Holiday Clothes for Teens

Holiday Clothes for Teens

Shopping for clothing for—or with—your teens can be one of parenthood’s misadventures. Let’s face it: we love our kids no matter how young or old they are, but the terrible twos and threes have nothing on adolescent angst. Teens are struggling with finding and understanding their place in the world around them—navigating friendships, burgeoning romantic relationships, and existential crises—all while dealing with hormonal and physical changes within their bodies that may have them questioning their gender and sexual identity. The result is that teens may feel like everything happening around them is out of their control.

One of the few ways teens can exert their choices is through their dress. This can lead to a fair number of parent-teen battles over what constitutes appropriate clothing, as teens struggle with self-expression while parents walk the line between respecting their child’s autonomy and wanting their child to meet societal norms. If you are a parent who is constantly battling your teen regarding their dress, read on for more about holiday clothes for teens.

Focus on Separates

Sit down with your teen at a time when they’re not feeling overwhelmed with schoolwork or outside activities, and ask them how they feel about holiday clothing. You may think your daughter looks awesome in a holiday dress, but what if she disagrees? Perhaps she loves the idea of instead wearing holiday-themed leggings with a solid top in a coordinating color. She’ll look a lot happier among company if not sulking about her clothes.

If your teen isn’t a fan of wearing candy cane, penguin, or ornament leggings, try a pair of red or hunter green pants with a Christmas sweater or blue pants with a Hanukkah or winter-themed sweater. You can even have a “make your own holiday top” activity for the whole family. Just collect assorted trimmings, buttons, fabric glue, puff paints, and fabrics—then allow everyone to let their imagination and creativity run wild.

In general, holiday separates are a great option for teens. For one thing, many teens are self-conscious about their bodies at this stage of their physical development. Allowing your teen to wear clothing they feel comfortable in, even if that means oversized tops or baggy bottoms, may make them more willing to compromise when it comes to wearing holiday-themed outfits. Try doing an end-run around your teen by giving them a holiday plaid flannel shirt that’s a couple of sizes too big. Also, remember that if you think something is a good idea, your teen will probably hate it. So even though you and the rest of your family can’t wait to take a photo of everyone in their ugly sweaters, let your teen wear their choice of tops and rejoice that your offspring is in the photo at all.

Consider Accessories

If your teen is going through an “only wear black” stage (and pretty much every teen goes through one at some point in their adolescence) and is not inclined to make an exception during the holiday season, see if they’ll consider wearing holiday-themed accessories as a compromise. These days, lots of options exist beyond the traditional Santa and elf hats. For example, a wide array of seasonal jewelry is available this time of year. Regardless of what holiday you celebrate, you can find necklaces, earrings, bracelets, pins, and even watch bands. If you catch your teen in a silly mood, you might be able to convince them that a light-up bow candy cane-striped bow tie, snow person necklace, or snowflake headband perfectly complement the black pants, jeans, tees, turtlenecks, and long tunic shirts that comprise your teen’s wardrobe.

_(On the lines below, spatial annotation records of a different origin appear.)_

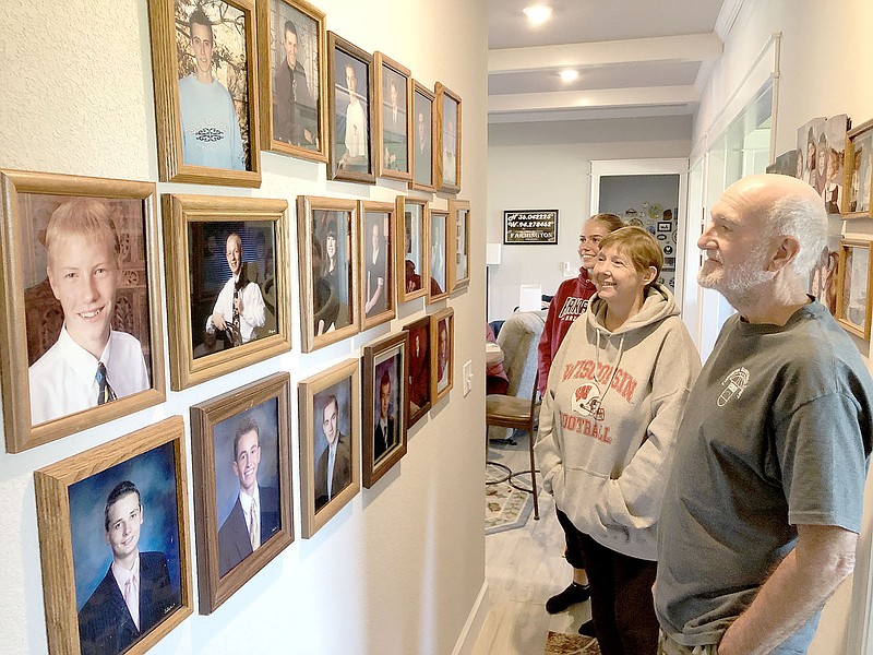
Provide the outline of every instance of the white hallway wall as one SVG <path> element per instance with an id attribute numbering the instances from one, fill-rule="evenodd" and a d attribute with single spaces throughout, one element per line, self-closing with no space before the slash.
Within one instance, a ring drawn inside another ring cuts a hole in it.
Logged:
<path id="1" fill-rule="evenodd" d="M 483 215 L 486 192 L 487 26 L 483 3 L 465 0 L 312 0 L 327 27 L 367 51 L 382 50 L 427 86 L 444 82 L 463 98 L 463 193 Z M 157 180 L 154 97 L 146 0 L 0 3 L 4 26 L 0 87 L 0 167 Z M 158 184 L 158 192 L 285 198 L 296 225 L 298 194 L 393 200 L 403 186 L 330 182 L 323 164 L 263 155 L 260 190 Z M 474 183 L 476 182 L 476 183 Z M 444 196 L 427 198 L 444 207 Z M 292 227 L 291 233 L 296 229 Z M 473 221 L 473 261 L 485 261 L 486 229 Z M 291 245 L 295 349 L 183 392 L 167 402 L 28 452 L 0 454 L 0 651 L 45 653 L 33 471 L 125 434 L 276 370 L 292 384 L 423 315 L 423 300 L 398 310 L 390 326 L 312 355 L 300 353 L 297 248 Z M 163 264 L 162 264 L 163 266 Z M 163 267 L 162 267 L 163 270 Z M 483 266 L 453 297 L 456 334 L 481 331 Z M 162 300 L 163 301 L 163 300 Z M 436 308 L 444 307 L 442 302 Z M 164 307 L 164 315 L 172 308 Z M 164 340 L 166 340 L 166 330 Z M 481 485 L 483 378 L 461 393 L 461 369 L 483 371 L 481 344 L 457 340 L 456 388 L 410 432 L 409 452 L 314 538 L 299 536 L 215 614 L 196 614 L 152 652 L 378 653 L 452 651 L 485 581 Z M 165 371 L 166 372 L 166 371 Z M 295 498 L 298 407 L 292 393 Z M 456 426 L 471 426 L 468 430 Z M 189 441 L 190 445 L 190 441 Z M 189 480 L 191 480 L 189 464 Z M 190 491 L 190 488 L 189 488 Z M 189 510 L 193 505 L 189 499 Z M 193 513 L 192 513 L 193 516 Z M 190 535 L 193 544 L 193 526 Z M 196 557 L 196 553 L 194 553 Z M 194 567 L 195 570 L 195 567 Z M 196 598 L 196 592 L 194 593 Z"/>
<path id="2" fill-rule="evenodd" d="M 686 157 L 691 117 L 493 123 L 488 128 L 488 241 L 503 241 L 504 210 L 559 211 L 557 246 L 503 246 L 490 273 L 489 320 L 518 305 L 521 284 L 552 295 L 561 262 L 578 269 L 578 235 L 590 206 L 591 160 Z"/>

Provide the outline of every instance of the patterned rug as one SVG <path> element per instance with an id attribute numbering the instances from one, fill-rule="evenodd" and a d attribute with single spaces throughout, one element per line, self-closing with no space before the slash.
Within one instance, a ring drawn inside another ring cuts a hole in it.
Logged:
<path id="1" fill-rule="evenodd" d="M 600 646 L 593 636 L 552 632 L 546 638 L 545 655 L 600 655 Z"/>
<path id="2" fill-rule="evenodd" d="M 523 527 L 534 509 L 534 497 L 507 483 L 485 486 L 485 534 Z"/>

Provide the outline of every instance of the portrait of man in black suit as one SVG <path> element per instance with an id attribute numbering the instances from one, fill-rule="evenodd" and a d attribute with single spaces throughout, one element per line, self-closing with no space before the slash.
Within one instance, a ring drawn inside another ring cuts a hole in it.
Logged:
<path id="1" fill-rule="evenodd" d="M 224 576 L 279 529 L 279 493 L 258 483 L 261 436 L 258 421 L 243 415 L 234 433 L 231 468 L 239 480 L 234 509 L 218 529 L 218 574 Z"/>
<path id="2" fill-rule="evenodd" d="M 339 401 L 331 394 L 322 410 L 322 431 L 327 448 L 315 467 L 315 511 L 351 483 L 351 441 L 339 431 Z"/>
<path id="3" fill-rule="evenodd" d="M 112 563 L 79 611 L 82 655 L 125 651 L 181 605 L 166 556 L 140 551 L 144 516 L 136 486 L 130 480 L 116 485 L 104 508 L 104 537 Z"/>
<path id="4" fill-rule="evenodd" d="M 379 415 L 373 428 L 373 462 L 397 445 L 397 425 L 391 409 L 391 373 L 385 370 L 379 381 Z"/>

A holiday vest is another good accessory option, especially if your teen is willing to be flexible: worn when you first arrive at the relatives’ (or they to you) or for group photos and off for the rest of the time. You might also find that although your teen doesn’t want to wear holiday clothes that are visible, they are not averse to holiday socks. If that’s the case, start a sock collection for your teen. It might take a few years to find enough socks to cover all of the advent or the entire month of December—but you might find that building a sock collection becomes an inside joke with your teen, not to mention a treasured memory. (Of course, if you celebrate Hanukkah, you’ll only need eight pairs of socks, which is a lot easier!)

There’s Always Pajamas

The idea of having everyone wear matching family Christmas pajamas has gained in popularity in recent years. Even if they wouldn’t be caught dead out of the house in holiday clothes, your teen still may be willing to wear these fun PJ sets at home. In fact, family pajamas have become so popular that you can also find sets for people who observe Hanukkah or Kwanzaa or who simply want coordinated winter-themed pajamas.

By giving your teen reasonable options, you will avoid the “you’re not going out dressed like that!” clothing battle. Instead, you will remove a source of potential stress and enable your family to enjoy spending time with one another during the holiday season.